Today is St Andrew’s Day, 30th November. St Andrew was one of Jesus’ apostles. and is also the patron saint of Scotland and other countries like Romania and Greece. His feast day celebrates him as one of Jesus’s first disciples and is marked by cultural celebrations in Scotland, whose national flag is the saltire, a symbol of St Andrew. 

Andrew was a fisherman from Galilee and one of the original twelve Apostles of Jesus Christ. He was the brother of Saint Peter and is known in the Greek Orthodox Church as “Protokletos,” meaning “the first-called,” because he was the first disciple Jesus called. 

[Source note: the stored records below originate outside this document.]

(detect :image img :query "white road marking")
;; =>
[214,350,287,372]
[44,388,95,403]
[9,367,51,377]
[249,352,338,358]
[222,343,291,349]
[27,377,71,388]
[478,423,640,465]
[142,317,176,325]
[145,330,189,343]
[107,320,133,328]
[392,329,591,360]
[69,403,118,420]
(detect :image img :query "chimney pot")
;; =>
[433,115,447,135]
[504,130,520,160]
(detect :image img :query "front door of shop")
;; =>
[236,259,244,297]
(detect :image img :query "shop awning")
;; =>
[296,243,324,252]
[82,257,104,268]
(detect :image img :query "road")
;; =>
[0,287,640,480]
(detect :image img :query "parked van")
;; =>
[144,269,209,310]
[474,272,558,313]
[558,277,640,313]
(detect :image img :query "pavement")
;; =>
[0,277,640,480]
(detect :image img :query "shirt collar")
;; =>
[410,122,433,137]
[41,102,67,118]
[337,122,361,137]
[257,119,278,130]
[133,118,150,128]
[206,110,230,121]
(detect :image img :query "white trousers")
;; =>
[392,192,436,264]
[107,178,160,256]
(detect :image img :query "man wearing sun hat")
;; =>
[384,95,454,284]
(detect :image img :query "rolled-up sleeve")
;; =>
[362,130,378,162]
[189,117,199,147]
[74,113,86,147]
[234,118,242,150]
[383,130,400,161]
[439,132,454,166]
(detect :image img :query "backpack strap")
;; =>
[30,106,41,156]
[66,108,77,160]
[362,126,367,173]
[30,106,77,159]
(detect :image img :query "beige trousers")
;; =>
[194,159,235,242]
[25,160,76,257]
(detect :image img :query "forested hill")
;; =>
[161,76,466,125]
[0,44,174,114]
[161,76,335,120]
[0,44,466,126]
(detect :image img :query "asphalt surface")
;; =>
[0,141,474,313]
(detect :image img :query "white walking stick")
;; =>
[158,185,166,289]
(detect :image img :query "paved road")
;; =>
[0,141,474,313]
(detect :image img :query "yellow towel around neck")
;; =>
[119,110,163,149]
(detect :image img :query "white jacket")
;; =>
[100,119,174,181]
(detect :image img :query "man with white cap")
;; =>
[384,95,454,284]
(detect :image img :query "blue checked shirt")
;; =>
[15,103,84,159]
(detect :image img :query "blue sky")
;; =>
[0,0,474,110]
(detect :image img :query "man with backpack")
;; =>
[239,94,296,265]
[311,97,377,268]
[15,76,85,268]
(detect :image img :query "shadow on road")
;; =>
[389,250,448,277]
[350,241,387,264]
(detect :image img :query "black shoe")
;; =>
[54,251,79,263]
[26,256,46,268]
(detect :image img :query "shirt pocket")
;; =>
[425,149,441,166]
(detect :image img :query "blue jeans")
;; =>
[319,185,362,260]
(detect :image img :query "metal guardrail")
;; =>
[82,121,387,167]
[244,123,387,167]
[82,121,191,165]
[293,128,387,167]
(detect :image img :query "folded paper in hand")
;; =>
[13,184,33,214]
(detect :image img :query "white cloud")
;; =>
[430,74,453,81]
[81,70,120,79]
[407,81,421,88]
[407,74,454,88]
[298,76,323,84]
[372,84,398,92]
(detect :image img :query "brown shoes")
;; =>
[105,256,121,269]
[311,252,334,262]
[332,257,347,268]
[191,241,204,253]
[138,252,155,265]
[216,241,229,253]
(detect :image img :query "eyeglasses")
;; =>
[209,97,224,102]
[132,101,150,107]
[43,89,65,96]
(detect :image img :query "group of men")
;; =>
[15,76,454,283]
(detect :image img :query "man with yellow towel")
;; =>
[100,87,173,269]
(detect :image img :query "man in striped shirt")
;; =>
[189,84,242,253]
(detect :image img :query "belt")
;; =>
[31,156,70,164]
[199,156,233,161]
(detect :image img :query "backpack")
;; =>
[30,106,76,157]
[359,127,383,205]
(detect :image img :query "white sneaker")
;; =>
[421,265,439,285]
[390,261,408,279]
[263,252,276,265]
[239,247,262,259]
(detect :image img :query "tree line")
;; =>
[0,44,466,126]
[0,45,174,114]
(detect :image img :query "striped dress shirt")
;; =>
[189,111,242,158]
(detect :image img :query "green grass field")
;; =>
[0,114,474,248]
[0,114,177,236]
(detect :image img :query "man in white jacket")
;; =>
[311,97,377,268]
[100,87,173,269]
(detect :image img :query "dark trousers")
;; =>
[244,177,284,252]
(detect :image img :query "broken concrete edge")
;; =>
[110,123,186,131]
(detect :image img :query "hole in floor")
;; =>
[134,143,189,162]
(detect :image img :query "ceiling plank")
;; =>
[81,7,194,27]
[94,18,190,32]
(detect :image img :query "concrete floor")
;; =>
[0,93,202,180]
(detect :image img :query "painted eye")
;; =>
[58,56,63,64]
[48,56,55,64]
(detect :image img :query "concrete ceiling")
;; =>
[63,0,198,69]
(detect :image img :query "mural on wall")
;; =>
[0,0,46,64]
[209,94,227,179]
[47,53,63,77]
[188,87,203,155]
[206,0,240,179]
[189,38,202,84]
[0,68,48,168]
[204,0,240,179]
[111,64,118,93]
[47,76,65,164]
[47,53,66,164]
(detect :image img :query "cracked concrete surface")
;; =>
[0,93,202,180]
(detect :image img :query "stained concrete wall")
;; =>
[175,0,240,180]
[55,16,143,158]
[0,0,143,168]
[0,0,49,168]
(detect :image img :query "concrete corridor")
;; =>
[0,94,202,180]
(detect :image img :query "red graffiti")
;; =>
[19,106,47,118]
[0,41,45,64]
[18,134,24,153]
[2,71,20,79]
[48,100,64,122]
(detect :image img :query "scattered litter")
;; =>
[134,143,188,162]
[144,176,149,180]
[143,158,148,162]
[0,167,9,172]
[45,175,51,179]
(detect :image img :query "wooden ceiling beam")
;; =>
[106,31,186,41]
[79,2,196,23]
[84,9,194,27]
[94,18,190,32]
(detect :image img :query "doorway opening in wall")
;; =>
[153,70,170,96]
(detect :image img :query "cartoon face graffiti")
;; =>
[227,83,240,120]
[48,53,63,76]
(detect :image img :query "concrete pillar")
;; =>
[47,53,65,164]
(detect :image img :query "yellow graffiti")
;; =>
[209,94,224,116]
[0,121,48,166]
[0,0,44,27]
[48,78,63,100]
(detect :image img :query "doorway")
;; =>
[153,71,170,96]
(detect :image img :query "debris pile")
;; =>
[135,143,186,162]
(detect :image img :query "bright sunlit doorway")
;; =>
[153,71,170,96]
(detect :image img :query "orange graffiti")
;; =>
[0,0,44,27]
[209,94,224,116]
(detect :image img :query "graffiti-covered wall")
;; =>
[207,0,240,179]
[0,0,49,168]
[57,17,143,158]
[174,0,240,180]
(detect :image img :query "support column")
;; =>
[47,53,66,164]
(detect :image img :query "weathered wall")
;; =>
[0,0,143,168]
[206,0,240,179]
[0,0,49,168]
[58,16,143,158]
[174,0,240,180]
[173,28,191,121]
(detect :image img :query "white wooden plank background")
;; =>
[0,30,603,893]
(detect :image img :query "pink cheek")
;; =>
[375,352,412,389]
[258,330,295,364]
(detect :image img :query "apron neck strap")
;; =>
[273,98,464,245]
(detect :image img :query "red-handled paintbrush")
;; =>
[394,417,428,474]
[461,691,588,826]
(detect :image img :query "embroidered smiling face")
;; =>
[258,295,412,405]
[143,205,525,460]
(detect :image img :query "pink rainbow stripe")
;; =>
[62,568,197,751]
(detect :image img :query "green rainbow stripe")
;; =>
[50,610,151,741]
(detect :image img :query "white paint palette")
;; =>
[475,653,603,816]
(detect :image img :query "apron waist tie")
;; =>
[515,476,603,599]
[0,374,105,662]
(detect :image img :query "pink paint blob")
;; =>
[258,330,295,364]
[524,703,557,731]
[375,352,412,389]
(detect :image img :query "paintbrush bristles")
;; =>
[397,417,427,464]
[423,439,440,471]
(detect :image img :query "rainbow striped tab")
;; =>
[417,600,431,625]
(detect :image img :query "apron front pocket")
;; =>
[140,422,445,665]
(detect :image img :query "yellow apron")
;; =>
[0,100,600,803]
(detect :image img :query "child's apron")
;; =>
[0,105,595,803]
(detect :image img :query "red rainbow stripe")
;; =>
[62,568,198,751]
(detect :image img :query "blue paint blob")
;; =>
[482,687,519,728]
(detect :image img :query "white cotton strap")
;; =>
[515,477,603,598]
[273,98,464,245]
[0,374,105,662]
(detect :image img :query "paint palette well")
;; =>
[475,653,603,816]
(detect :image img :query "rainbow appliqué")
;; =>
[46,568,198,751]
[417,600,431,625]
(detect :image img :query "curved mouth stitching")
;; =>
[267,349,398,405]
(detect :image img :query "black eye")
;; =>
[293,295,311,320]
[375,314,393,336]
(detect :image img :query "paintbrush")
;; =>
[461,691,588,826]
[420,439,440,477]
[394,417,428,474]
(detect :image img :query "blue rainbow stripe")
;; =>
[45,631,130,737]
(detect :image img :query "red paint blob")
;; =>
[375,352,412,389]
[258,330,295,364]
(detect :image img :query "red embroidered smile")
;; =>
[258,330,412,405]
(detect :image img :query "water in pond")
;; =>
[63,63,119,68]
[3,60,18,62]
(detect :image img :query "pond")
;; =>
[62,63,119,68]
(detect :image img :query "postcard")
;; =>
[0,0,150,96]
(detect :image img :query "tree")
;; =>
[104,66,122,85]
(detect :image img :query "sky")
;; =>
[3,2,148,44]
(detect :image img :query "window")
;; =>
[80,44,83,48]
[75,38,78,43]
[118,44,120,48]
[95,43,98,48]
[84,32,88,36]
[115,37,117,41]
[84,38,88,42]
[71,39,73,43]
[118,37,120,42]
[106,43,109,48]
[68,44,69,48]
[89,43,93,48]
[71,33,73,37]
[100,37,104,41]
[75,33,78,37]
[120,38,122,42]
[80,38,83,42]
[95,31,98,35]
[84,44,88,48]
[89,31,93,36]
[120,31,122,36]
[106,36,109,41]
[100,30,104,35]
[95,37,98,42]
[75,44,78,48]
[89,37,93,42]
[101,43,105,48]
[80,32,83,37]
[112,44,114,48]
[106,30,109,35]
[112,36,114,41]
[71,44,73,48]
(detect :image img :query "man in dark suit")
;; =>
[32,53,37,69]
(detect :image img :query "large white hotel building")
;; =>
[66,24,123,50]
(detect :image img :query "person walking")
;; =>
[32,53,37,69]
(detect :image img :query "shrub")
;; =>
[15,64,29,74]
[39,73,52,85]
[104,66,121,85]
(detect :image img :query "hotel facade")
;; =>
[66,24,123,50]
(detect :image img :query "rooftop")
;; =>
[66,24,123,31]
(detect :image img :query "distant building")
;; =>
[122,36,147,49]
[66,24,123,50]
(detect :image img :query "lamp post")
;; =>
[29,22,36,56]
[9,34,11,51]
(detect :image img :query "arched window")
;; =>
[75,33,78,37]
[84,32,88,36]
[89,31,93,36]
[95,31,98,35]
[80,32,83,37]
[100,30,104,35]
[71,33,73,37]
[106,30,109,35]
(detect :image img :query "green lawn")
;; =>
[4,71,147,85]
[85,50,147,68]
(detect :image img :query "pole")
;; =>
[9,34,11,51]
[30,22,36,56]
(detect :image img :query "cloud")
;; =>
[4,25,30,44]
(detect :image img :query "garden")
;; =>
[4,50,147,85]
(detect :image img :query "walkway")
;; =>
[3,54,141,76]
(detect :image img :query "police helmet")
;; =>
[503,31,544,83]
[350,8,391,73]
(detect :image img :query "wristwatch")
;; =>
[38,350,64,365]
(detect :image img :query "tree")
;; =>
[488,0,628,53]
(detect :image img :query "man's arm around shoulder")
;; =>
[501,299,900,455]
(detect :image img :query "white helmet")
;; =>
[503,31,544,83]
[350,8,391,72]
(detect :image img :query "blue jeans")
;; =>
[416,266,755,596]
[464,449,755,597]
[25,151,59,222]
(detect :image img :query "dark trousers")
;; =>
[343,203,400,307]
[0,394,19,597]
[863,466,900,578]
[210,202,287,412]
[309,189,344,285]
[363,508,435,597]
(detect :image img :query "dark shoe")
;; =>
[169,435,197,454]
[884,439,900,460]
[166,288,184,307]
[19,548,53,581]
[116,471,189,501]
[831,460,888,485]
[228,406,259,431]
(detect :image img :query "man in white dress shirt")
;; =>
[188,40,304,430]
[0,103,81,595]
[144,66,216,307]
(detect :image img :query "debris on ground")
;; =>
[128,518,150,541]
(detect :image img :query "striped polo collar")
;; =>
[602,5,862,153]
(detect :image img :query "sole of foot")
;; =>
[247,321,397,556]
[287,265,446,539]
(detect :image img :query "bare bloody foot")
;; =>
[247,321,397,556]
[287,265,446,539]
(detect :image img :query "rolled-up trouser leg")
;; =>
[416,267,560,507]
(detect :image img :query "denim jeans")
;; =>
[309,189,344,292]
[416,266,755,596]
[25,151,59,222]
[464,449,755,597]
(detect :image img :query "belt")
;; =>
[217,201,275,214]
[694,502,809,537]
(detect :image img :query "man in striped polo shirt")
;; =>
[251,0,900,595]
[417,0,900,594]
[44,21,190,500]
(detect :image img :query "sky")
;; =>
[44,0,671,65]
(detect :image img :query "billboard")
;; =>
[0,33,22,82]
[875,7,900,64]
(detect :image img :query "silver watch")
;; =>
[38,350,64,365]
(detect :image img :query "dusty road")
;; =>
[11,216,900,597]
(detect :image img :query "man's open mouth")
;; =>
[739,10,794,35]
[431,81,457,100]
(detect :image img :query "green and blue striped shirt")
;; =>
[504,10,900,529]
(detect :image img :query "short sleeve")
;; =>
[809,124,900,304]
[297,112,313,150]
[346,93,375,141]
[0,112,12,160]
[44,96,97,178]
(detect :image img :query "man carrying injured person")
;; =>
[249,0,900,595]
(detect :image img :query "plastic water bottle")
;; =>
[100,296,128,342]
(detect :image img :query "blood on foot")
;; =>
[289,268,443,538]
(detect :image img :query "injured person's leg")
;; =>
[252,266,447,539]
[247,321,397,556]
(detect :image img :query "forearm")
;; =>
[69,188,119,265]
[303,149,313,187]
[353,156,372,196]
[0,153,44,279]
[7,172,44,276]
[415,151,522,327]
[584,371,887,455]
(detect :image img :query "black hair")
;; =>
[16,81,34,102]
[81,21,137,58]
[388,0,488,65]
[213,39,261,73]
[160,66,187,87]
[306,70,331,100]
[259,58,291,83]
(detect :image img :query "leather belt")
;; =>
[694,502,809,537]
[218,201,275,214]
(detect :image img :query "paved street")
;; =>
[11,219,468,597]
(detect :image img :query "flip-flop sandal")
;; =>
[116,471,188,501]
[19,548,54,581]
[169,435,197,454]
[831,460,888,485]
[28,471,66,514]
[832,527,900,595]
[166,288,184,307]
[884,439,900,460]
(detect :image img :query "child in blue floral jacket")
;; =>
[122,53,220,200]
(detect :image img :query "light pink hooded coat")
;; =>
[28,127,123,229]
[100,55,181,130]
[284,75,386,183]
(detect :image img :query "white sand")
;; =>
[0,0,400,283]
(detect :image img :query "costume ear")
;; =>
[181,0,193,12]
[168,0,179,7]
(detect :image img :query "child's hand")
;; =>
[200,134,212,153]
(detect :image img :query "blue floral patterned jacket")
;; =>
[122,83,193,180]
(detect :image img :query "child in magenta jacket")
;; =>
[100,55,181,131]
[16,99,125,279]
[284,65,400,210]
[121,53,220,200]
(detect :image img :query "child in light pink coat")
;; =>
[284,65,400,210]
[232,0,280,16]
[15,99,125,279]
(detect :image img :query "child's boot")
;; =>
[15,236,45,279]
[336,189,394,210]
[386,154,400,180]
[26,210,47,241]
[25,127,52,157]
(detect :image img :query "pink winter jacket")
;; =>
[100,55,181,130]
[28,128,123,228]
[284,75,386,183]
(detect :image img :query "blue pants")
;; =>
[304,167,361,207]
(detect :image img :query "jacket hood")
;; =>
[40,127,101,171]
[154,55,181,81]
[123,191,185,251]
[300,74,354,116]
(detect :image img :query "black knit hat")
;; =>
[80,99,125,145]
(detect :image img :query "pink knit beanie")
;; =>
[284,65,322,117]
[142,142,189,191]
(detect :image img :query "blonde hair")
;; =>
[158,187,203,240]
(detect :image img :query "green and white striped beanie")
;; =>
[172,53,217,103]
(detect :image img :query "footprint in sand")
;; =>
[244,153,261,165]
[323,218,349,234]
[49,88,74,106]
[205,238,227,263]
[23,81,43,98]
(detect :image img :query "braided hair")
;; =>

He travelled widely to preach the Gospel, and it’s likely his missionary work took him to Scythia (modern-day Ukraine and southern Russia), Asia Minor, and Greece. He was eventually martyred by crucifixion around 60 AD in the city of Patras, Greece. He is said to have requested an X-shaped cross (a crux decussata or saltire) because he felt unworthy to be crucified on the same type of cross as Jesus, which is why the saltire is his primary symbol.

Scottish saltire – image by RainbowSilver2ndBackup, CC BY-SA 3.0 https://creativecommons.org/licenses/by-sa/3.0, via Wikimedia Commons

Saint Andrew is the patron saint of several countries and various groups.

The Countries are: Scotland, Greece, Romania, Russia, Ukraine, and Barbados.

Cities and Groups: Fishermen, fishmongers, singers, spinsters, and people with sore throats or gout.